In Python

Basic APIs

Python has several good libraries for calling web APIs to collect data. We will start by using the requests package (the same one used for web scraping earlier).

Let’s begin by using some free, basic APIs that do not require any authentication, header, parameters, or data. We’ll learn all of those things as we go along. For now, select one of the free basic APIs below. But keep in mind that because these are free and open, public APIs, they aren't always reliable, and sometimes they go down for a while. You get what you pay for. If one of them doesn't work, simply try another one.

  • https://api.coindesk.com/v1/bpi/currentprice.json -> View the Bitcoin Price Index (BPI) in real-time.

  • https://cat-fact.herokuapp.com/facts -> Get random cat facts via text message every day.

  • https://api.quotable.io -> Quotable is a free, open source quotations API.

  • https://dog.ceo/api/breeds/image/random -> Cheer yourself up with random dog images.

  • https://ipinfo.io/161.185.160.93/geo -> Get information about a specified IP address, such as geological info, company, and carrier name.

  • https://official-joke-api.appspot.com/random_joke -> Get random programming jokes.

  • https://randomuser.me/api/ -> Get information about a random fake user, including gender, name, email, address, etc.

  • https://api.zippopotam.us/us/33162 -> Get information about a specified ZIP code.

  • http://api.open-notify.org -> Get information about the International Space Station.
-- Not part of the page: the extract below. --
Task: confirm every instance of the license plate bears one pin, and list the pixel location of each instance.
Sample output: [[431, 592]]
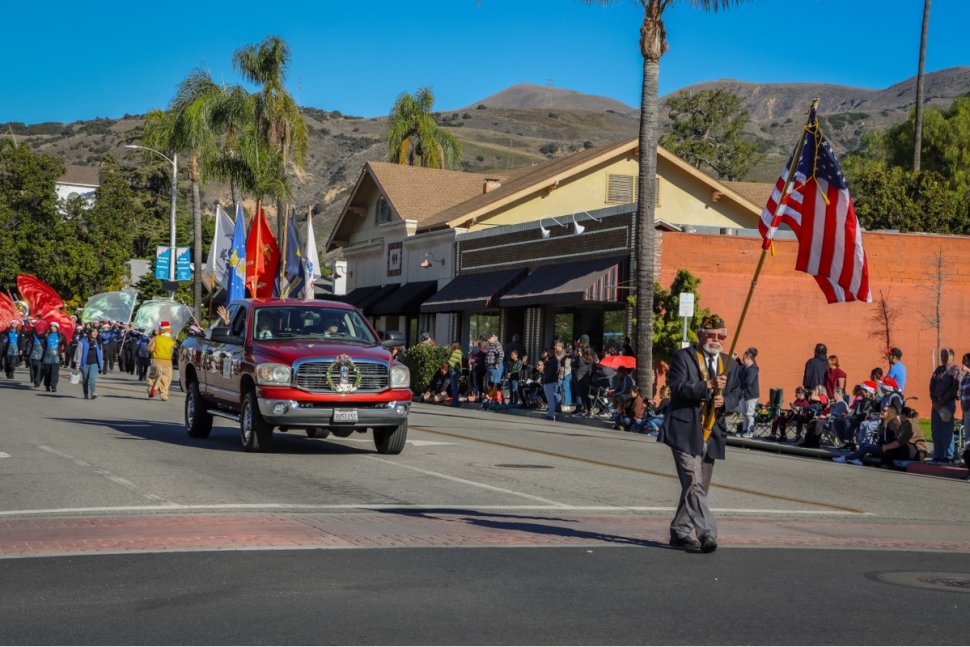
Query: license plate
[[345, 415]]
  • https://isro.vercel.app/api/spacecrafts -> Get a list of ISRO launched spacecrafts and rockets.

Let’s use the first one in our example below:

        import requests

        # '.get' refers to the type of request: GET, POST, or many others but those two are most common
        response = requests.get("https://api.coindesk.com/v1/bpi/currentprice.json")
        print(response.status_code)

        # Output:
        # 200
        

Let’s break this down a bit. First, what do we mean by 'get'? Is there a reason for using that method in particular? Actually, yes. There are many types of requests, and each API specifies what request method it uses. While GET and POST are the most common, here is a complete list:

  • GET: An API method for retrieving information from the given server using a given URI. Requests using GET should only retrieve data and should have no other effect on the data.

  • HEAD: An API method for retrieving information from the given server using a given URI (same as GET) but that transfers the status line and header section only.
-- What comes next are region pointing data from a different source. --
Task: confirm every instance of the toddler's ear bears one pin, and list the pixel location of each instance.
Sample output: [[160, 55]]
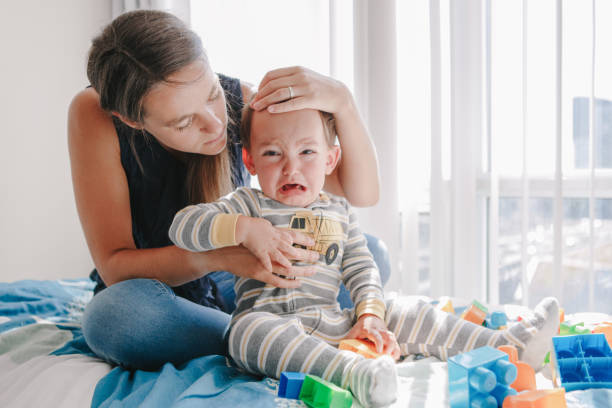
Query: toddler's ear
[[247, 159], [333, 155]]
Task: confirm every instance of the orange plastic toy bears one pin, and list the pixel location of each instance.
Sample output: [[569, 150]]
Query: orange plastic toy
[[606, 329], [525, 378], [446, 305], [475, 314], [537, 399], [363, 347]]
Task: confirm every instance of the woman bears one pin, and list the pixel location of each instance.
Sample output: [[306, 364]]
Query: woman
[[157, 130]]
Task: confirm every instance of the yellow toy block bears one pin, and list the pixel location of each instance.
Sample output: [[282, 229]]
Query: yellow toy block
[[363, 347], [475, 315]]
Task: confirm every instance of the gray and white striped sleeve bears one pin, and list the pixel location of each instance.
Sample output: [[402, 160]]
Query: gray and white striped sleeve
[[207, 226]]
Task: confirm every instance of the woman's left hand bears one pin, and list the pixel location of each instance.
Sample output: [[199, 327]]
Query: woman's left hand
[[293, 88], [374, 329]]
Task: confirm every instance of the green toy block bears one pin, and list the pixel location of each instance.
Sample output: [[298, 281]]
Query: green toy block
[[318, 393], [566, 329]]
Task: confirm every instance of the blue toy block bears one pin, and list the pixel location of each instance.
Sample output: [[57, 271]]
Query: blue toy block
[[497, 319], [318, 393], [582, 361], [290, 384], [480, 378]]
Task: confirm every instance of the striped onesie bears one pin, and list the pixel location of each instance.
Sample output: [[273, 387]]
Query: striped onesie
[[276, 329]]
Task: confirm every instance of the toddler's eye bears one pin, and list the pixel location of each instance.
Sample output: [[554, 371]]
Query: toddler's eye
[[185, 126]]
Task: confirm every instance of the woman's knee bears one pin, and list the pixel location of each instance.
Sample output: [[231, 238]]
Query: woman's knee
[[118, 321]]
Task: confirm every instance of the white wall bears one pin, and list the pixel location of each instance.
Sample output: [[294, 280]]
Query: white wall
[[43, 47]]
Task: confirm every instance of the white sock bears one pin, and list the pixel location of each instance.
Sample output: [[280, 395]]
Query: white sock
[[374, 382], [536, 331]]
  • POST: An API method that sends data (e.g., customer information and file upload) to the server using HTML forms.

  • PUT: An API method that replaces all current representations of the target resource with the uploaded content.

  • DELETE: An API method that removes all current representations of the target resource given by a URI.
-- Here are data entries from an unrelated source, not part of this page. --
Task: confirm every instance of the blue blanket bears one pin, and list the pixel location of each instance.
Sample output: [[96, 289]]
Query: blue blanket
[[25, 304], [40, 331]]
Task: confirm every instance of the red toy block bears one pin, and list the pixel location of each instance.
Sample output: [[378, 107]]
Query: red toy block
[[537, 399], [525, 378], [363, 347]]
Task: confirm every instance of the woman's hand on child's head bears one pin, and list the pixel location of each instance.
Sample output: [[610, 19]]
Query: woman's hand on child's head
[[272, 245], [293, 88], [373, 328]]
  • CONNECT: An API method that establishes a tunnel to the server identified by a given URI.

  • OPTIONS: An API method that describes the communication options for the target resource.

  • TRACE: An API method that performs a message loop-back test along the path to the target resource.

Next, what does the output '200' mean? It is a status code indicating whether the request was successfully completed and why. Here is a short list of codes:

  • 200: Everything went okay, and the result has been returned (if any).

  • 301: The server is redirecting you to a different endpoint. This can happen when a company switches domain names or an endpoint name is changed.

  • 400: The server thinks you made a bad request. This can happen when you don’t send along the right data, among other things.

  • 401: The server thinks you’re not authenticated. Many APIs require login credentials, so this happens when you don’t send the right credentials to access an API.

  • 403: The resource you’re trying to access is forbidden: you don’t have the right permissions to see it.

  • 404: The resource you tried to access wasn’t found on the server.

  • 503: The server is not ready to handle the request.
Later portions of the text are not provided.